More than 40 percent of colleges don’t challenge lawsuits filed by railroaded students
And judges have rejected more than 60 motions to dismiss
This summer has featured a string of bad court rulings for colleges that are being sued by students who were found responsible for sexual misconduct in campus proceedings.
Judges seem increasingly convinced that colleges are hiding or ignoring evidence, preventing accused students from cross-examining witnesses and not following their own rules in their zeal to avoid bad publicity from the accuser-friendly Department of Education, among other violations.
According to Brooklyn College’s KC Johnson, co-author of The Campus Rape Frenzy and diligent tracker of litigation against universities, 61 schools as of Friday have lost motions to dismiss due process or Title IX claims brought by accused students.
Now a law firm is looking to cash in on these unfavorable trends for colleges by publishing a “special report” that shows colleges their bleak legal outlook if they don’t reform their Title IX investigations and adjudications so accused students have a fighting chance.
Beware ‘partial denial, partial grant’
Proskauer Rose’s higher education practice did a quantitative analysis of 130 state and federal lawsuits by accused students, filed between January 2011 and December 2016.
That time period roughly corresponds with the “Dear Colleague” letter issued by the Department of Education in April 2011, which warned colleges they could lose federal funding if they didn’t use a low evidence standard and accuser-tilted practices in Title IX proceedings. (Education Secretary Betsy DeVos*
is reportedly making a major announcement about “equal opportunity and equal protection” under Title IX this Thursday.)
The law firm report, dated Aug. 29, looks at the “legal claims that form the basis for the complaints, the principal allegations raised, including allegations of ‘mistakes’ made by institutions, and the reported outcomes.”
One surprise: Fully two in five sued colleges don’t bother filing a motion to dismiss.
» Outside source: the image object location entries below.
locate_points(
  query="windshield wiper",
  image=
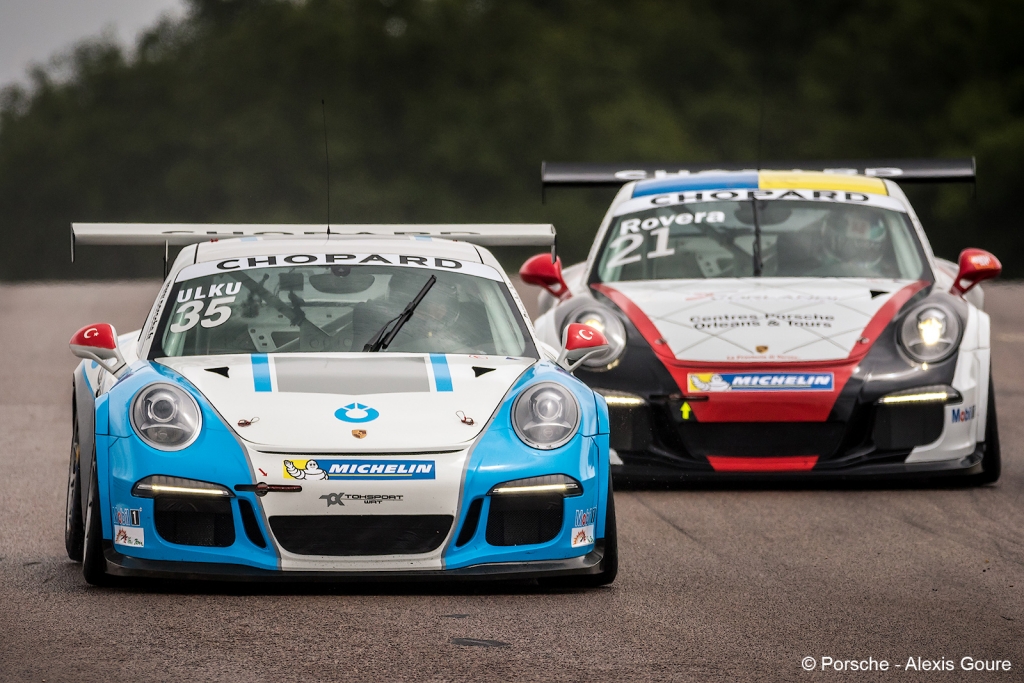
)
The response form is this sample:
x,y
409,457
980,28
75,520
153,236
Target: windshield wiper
x,y
379,340
758,263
It’s not explained whether these schools reached out to the plaintiff after being served to negotiate a voluntary dismissal or the plaintiff yanks the suit for another reason, or both.
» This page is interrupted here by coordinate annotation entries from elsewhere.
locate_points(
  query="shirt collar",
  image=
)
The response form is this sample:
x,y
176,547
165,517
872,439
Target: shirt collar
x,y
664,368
Of the motions to dismiss that are filed, more than a third are successful. But colleges should be worried by the runner-up category: “partial denial, partial grant” (25 percent).
This means at least one claim survives the motion to dismiss. Another 16 percent of motions are denied, meaning that two out of every five lawsuits continue in some form after the university tries to get them tossed. (In my experience reading this litigation for the past three years, gender-bias claims are often dismissed.)
About a quarter of colleges end up settling the litigation, but 47 percent may wish they had: That’s the percentage of litigation that was still ongoing as of June 10 this year.
Many of these colleges have probably spent more in legal fees than they would have given to plaintiffs to settle, and the longer these cases continue, the more potentially embarrassing information can come out in discovery.
Suspensions and expulsions are legally risky
Unsurprisingly, most of the 130 lawsuits allege that alcohol or drug use was involved in the encounter(s) between accuser and accused.
Colleges have used the presence of such intoxicants to justify punishing accused students if their accusers had anything to drink, while hypocritically holding the accused responsible for their own intoxicated behavior. They have also ignored witness testimony or surveillance video that show accusers walking and acting normally in the runup to the disputed encounter.
Lawsuits are far more common by students who were suspended (44 percent) or expelled (42 percent), suggesting that colleges can protect themselves legally by meting out lesser punishments. They risk harsh publicity from accusers-rights groups and the media for this, however.
“Failures” in the investigation (47 percent) or hearing (46 percent) that are not related to gender bias are the most common “mistakes” allegedly made by schools. The report cites “evidentiary issues, failure to follow hearing protocol, [and] impartiality of hearing board members” as hearing failures.
Also not uncommon: gender-bias evidence (15 percent), “improper use or exclusion of witness testimony” (12 percent) and poor training of school personnel (11.5 percent).
Nearly two-thirds of the cases allege reverse-discrimination Title IX claims, closely followed by breach of contract (61.5 percent), which likely includes schools that judge students on sexual consent policies that took effect after the disputed encounters. Due process and negligence claims are each only present in about two in five cases.
The Proskauer Rose report closes with a checklist for colleges to give themselves, including an internal audit that identifies and guards against common mistakes in investigations and adjudications and a process for staying up to date on court rulings.
It’s telling that the law firm thought it needed to explicitly state the most basic self-examination question: Are colleges’ policies and practices “balanced, transparent and sensitive to both parties’ educational rights?”